Captions
The Captions card transcribes audio or video into timestamped captions using Gemini. The output includes word-level timing data that can be used for subtitle overlays in the final video.
Generate captions
Section titled “Generate captions”POST /v1/autocontentengine/{id}/cells/{cell_id}/generate?agent_id={agent_id}Path parameters
Section titled “Path parameters”| Parameter | Type | Description |
|---|---|---|
id | integer | The sheet ID. |
cell_id | integer | The cell ID. |
Request body
Section titled “Request body”| Field | Type | Required | Description |
|---|---|---|---|
generation_type | string | Yes | "captions". |
data.model | string | Yes | "gemini". |
data.source_resource_id | string | Yes | ID of a previously uploaded audio or video content resource. |
Example
Section titled “Example”curl -X POST "https://api.gen.pro/v1/autocontentengine/101/cells/3000/generate?agent_id=42" \ -H "X-API-Key: your-api-key" \ -H "Content-Type: application/json" \ -d '{ "generation_type": "captions", "data": { "model": "gemini", "source_resource_id": "res_abc123" } }'You can also generate captions on a layer:
POST /v1/autocontentengine/{id}/cells/{cell_id}/layers/{layer_id}/generate?agent_id={agent_id}Response
Section titled “Response”Poll Check generation status until complete. The finished generation includes the captions object with timestamps in the result field.

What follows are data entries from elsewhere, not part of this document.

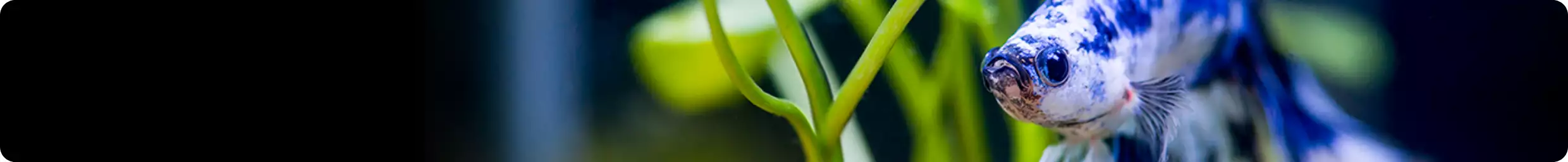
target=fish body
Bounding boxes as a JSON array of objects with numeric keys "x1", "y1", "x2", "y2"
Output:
[
  {"x1": 981, "y1": 0, "x2": 1248, "y2": 161},
  {"x1": 981, "y1": 0, "x2": 1402, "y2": 162}
]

{ "id": 9003, "status": "completed", "result": { "captions": [ {"word": "Welcome", "start": 0.0, "end": 0.45}, {"word": "back", "start": 0.45, "end": 0.72}, {"word": "to", "start": 0.72, "end": 0.85}, {"word": "another", "start": 0.85, "end": 1.20}, {"word": "episode", "start": 1.20, "end": 1.65} ] }}Errors
Section titled “Errors”| Status | Error code | Description |
|---|---|---|
422 | validation_error | No audio or video resource provided. |
404 | not_found | Sheet or cell not found. |
Cell configuration
Section titled “Cell configuration”| Field | Type | Description |
|---|---|---|
autoGenerate | boolean | Auto-trigger generation when source audio/video changes. |
Caption source and styling are passed in the generation data parameter.